諏訪耕平さんが「大学に関する神話はそろそろ本気で検証したほうがいい」という記事で
大学に関する神話として、
「大学は研究機関であるという神話」を挙げられている。
http://d.hatena.ne.jp/koheko/20110220/p3
大学と言っても旧帝早慶のようなところから
いわゆつFランク大学のようなところまで色々あるので、
それを同一カテゴリーで論じるのも無理があるが、
神話であるかどうかは別として、
ランキング上位であればあるほど
「大学は研究機関である」
というイメージを持っているのは間違いないだろう。
そういうところの教官公募では
研究業績や競争的資金の獲得状況のみで評価され、
例えば高校教師の免許とか予備校講師の経験とかが評価されるという話は聞いたことがない。
それどころか教育歴の有無が問われるような大学はランクが落ちると見られるのが普通だろう。
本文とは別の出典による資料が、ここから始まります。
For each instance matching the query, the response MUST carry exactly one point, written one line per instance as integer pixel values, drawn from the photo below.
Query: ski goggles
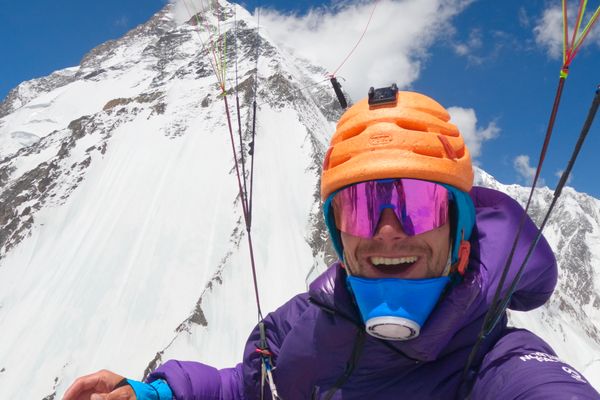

全てとは言わないが研究の盛んな大学院中心の大学なら、
研究室なりゼミなりに配属されていない学生は、
固有名詞で語られない顔のない存在なのに対して、
研究室に配属され大学院に進学してようやく、
顔と名前が一致する個人と認識されるようになる、
というのは否定しきれない傾向のように思う。

それに研究大学の先生達の「教育」というのが
「研究者の養成」と二アリーイコールだったりもするから始末が悪い。
極論をすれば研究者にならない大部分の学生は、
大学にとってのお客さんであっても、
大学人にとっての身内ではない。

「大学は研究機関でもあり教育機関でもある」というのは、
理想論というか建前であって
研究業績で勝ち上ってきた学会や各種審議会の重鎮の本心は、
決してそうではないだろう。
諏訪さんの言い方を借用するなら
大学人は神話時代に生きている人達なのだと見た方が
実態に即しているのではないかと思う。